Fri May 25 15:33:43 CEST 2012

On May 25, 7:23 am, "analys... at hotmail.com" <analys... at hotmail.com>
wrote:
> On May 25, 4:46 am, Stefan <ste... at inizio.se> wrote:
>
>
>
>
>
> > analyst41 <at> hotmail.com <analyst41 <at> hotmail.com> writes:
>
> > > I have a data set that has some comma separated strings in each row.
> > > I'd like to create a vector consisting of all distinct strings that
> > > occur.  The number of strings in each row may vary.
>
> > > Thanks for any help.
>
> > #
> > #
> > # Some data:
> > d <- data.frame(id = 1:5,
> >   text = c('one,two',
> >     'two,three,three,four',
> >     'one,three,three,five',
> >     'five,five,five,five',
> >     'one,two,three'),
> >   stringsAsFactors = FALSE
> > )
> > #
> > #
> > # A function.

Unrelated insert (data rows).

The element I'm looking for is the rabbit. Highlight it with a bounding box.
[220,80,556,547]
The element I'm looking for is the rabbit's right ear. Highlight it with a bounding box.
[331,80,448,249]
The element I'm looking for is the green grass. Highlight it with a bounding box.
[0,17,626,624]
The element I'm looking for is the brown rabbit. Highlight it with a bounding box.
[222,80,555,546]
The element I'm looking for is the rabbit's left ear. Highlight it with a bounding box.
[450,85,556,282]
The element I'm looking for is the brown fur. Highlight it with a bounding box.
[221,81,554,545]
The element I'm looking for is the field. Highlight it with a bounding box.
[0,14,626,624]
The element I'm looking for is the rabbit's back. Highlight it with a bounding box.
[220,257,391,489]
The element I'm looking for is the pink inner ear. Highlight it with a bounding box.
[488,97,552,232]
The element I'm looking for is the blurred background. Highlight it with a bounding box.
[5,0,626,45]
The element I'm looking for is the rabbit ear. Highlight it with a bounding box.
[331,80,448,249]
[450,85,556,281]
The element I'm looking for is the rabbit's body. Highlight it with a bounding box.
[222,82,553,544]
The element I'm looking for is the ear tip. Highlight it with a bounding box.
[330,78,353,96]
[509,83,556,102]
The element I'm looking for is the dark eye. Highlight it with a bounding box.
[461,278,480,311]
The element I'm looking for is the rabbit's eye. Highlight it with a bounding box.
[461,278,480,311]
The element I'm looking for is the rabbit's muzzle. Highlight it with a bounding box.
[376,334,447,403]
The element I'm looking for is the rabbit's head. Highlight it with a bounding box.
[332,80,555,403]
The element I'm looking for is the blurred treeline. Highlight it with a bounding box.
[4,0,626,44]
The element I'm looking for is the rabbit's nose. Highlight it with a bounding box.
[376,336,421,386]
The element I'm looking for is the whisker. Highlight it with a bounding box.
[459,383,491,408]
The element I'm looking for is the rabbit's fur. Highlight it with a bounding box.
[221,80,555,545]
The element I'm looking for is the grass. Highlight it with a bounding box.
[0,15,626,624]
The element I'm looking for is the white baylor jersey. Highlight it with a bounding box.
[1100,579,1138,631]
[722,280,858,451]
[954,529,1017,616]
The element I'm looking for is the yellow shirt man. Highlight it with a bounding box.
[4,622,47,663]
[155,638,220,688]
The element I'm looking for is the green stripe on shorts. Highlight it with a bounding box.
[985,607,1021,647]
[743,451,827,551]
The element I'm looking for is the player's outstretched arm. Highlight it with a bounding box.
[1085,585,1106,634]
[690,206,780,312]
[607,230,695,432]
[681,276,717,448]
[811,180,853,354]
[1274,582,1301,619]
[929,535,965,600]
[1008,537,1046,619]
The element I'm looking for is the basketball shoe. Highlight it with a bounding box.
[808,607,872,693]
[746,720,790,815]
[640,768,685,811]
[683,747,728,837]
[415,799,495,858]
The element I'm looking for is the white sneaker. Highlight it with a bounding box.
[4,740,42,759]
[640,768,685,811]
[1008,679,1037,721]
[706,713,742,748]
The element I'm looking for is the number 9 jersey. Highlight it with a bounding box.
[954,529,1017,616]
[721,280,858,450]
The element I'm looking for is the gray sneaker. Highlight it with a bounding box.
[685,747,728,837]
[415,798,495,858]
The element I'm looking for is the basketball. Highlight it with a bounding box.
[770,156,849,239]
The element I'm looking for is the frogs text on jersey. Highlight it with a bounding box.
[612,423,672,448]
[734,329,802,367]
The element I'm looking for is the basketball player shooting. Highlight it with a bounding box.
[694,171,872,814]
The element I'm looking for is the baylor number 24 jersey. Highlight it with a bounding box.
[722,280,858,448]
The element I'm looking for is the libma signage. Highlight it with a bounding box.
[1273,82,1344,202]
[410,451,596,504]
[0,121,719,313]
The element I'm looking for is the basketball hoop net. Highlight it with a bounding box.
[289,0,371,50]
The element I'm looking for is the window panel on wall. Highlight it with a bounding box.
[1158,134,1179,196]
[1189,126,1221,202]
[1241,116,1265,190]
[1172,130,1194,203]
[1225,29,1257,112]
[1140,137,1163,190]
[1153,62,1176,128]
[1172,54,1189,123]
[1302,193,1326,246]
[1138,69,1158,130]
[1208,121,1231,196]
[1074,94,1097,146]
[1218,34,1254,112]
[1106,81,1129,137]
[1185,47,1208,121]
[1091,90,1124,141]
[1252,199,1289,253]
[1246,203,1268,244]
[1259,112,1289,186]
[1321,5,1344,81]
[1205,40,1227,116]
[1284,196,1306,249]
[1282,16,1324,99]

I'm not a black belt at this, so there
> > # are probably a more efficient way of writing this.
> > fcn <- function(x){
> >   a <- strsplit(x, ',') # Split the string by comma
> >   unique(a[[1]]) # Uniquify the vector}
>
> > #
> > #
> > # Use the function with sapply.
> > sapply(d[,2], fcn)
>
> Thanks - but this solves a slightly different problem - it outputs the
> unique values in each row.  I want a list of the unique values in the
> whole data frame.
>
> In this case the output should be a single vector =
>  c("one","two","three","four","five").
>

Actually I figured it out after I posted this:

> levels(as.factor(unlist(strsplit(d$text,','))))
[1] "five"  "four"  "one"   "three" "two"

Thanks for pointing me the right way.